Wrapped in a bath robe and holding the first set of clothes he’d wear in a day, he stepped out of the darkness of his room to slink to the communal bathroom. Gathering the presence of mind to push open the door had taken a minute.
come on, come on, come on
He recoiled from the light on the stairway and the creaking floor boards. Dim, but still brighter than his desk lamp. He didn’t want to imagine the pain he’d be in if it was sunny outside. Don’t forget the sun glasses. A shower and shave later he discovered that: alas, it was.
'And the sun shone, having no alternative, on the nothing new'. Even with the sunglasses on he had to set down his bag and lean against the wood paneling in the hall for another minute to get used to the light and over the sudden vertigo. Footsteps. Stebbins from a floor above? Better to beat an escape to avoid him.

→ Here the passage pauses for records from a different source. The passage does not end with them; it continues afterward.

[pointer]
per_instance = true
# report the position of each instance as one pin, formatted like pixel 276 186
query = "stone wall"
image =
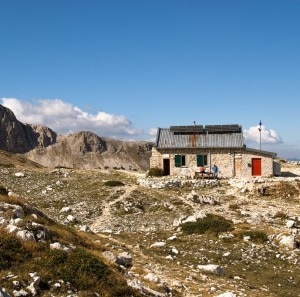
pixel 231 163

Squaring his shoulders he stepped out into the quad, the gravel underfoot jarring in his ear. The landscape gardener who had that idea should have been fucking fired - the gravel will ruins shoes. Whoopsie, nearly stepped on the grass there, Patrick. You really should be more careful, mon garçon. Not now. No voices. Not now. Unbidden images appear: the gravel gleams white, white like the crests of waves, white like the cliffs at Beachy Head plunging into the sea, white like gravelly beaches south of Lacoste. No, no. no.

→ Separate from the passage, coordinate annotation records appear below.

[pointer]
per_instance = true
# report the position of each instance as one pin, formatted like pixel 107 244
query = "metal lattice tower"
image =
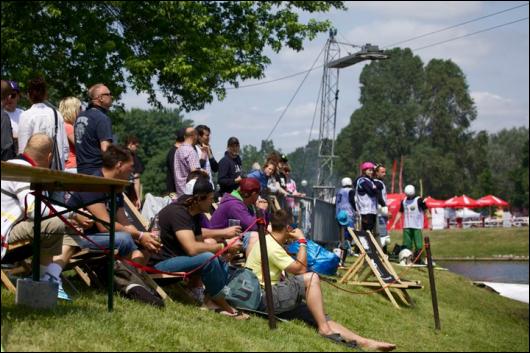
pixel 328 113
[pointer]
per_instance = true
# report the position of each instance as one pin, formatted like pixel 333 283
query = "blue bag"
pixel 319 260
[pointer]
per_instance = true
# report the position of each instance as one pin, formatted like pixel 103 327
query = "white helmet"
pixel 405 257
pixel 346 182
pixel 410 190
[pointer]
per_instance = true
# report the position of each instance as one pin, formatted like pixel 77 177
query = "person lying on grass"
pixel 289 294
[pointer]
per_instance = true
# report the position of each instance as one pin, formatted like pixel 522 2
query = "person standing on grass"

Passing through the archway into the next quad, turning the corner towards the plodge he passed McDougal from his year. A nod, a smile and that conversation is evaded. But - McDougal seemed unusually tense, clutching a letter in his hand - bad news? He was usually such a jovial guy. A look over his shoulder but McDougal’s vanished.

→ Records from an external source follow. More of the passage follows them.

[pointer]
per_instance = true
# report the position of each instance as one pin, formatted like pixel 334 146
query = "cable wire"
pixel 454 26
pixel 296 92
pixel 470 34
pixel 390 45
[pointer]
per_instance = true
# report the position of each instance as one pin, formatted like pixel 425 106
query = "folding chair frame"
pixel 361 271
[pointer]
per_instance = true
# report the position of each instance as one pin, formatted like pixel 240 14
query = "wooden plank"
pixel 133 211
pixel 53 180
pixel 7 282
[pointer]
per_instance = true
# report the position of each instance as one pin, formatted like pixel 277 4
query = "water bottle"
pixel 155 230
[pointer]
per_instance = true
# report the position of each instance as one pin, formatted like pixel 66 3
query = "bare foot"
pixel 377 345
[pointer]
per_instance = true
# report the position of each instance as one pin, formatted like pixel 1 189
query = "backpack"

“Good morning’ Mr Melrose.” Shit, of all the possible porters on duty and it had to be the head porter? Always seemed that bit too perceptive for comfort.
“Good morning Mr Hadley. I’d like to sign out please.” Please, just get the register. Just get the damn register. No small talk, please.
“How is the girl friend?” Ah yes, the sick fake girl friend in London that he’d invented to fob off the noisy porters. Fuck.
“Still no sign of waking up, I’m afraid.”
“Yes… A car crash is nothing to laugh at, innit?” Who the. Fuck. was talking about laughing? Are you stupid or are you suspicious, trying to catch me out? No, this is just the paranoia talking. Christ.
“There you go, Mr Melrose,” finally , finally - the register - with a slightly shaky hand he signs quickly.
“Thank you, Mr Hadley. And…” Holding up the wad of compressed tree that got wasted on his essay is self-explanatory, effective to ward off further conversation.
“Of course, off you go. hand that in.”
A dash for the pidge. First his tutor’s. Finally rid of the essay - at least until tomorrow. No, don’t think about that. Then his. A wad of letters and what feels like one lone postcard is hastily stuffed in his overnight bag.
And then he is finally free to step out the gates and into the waiting cab. As it drives away he feels his shoulders finally relaxing infinitesimally.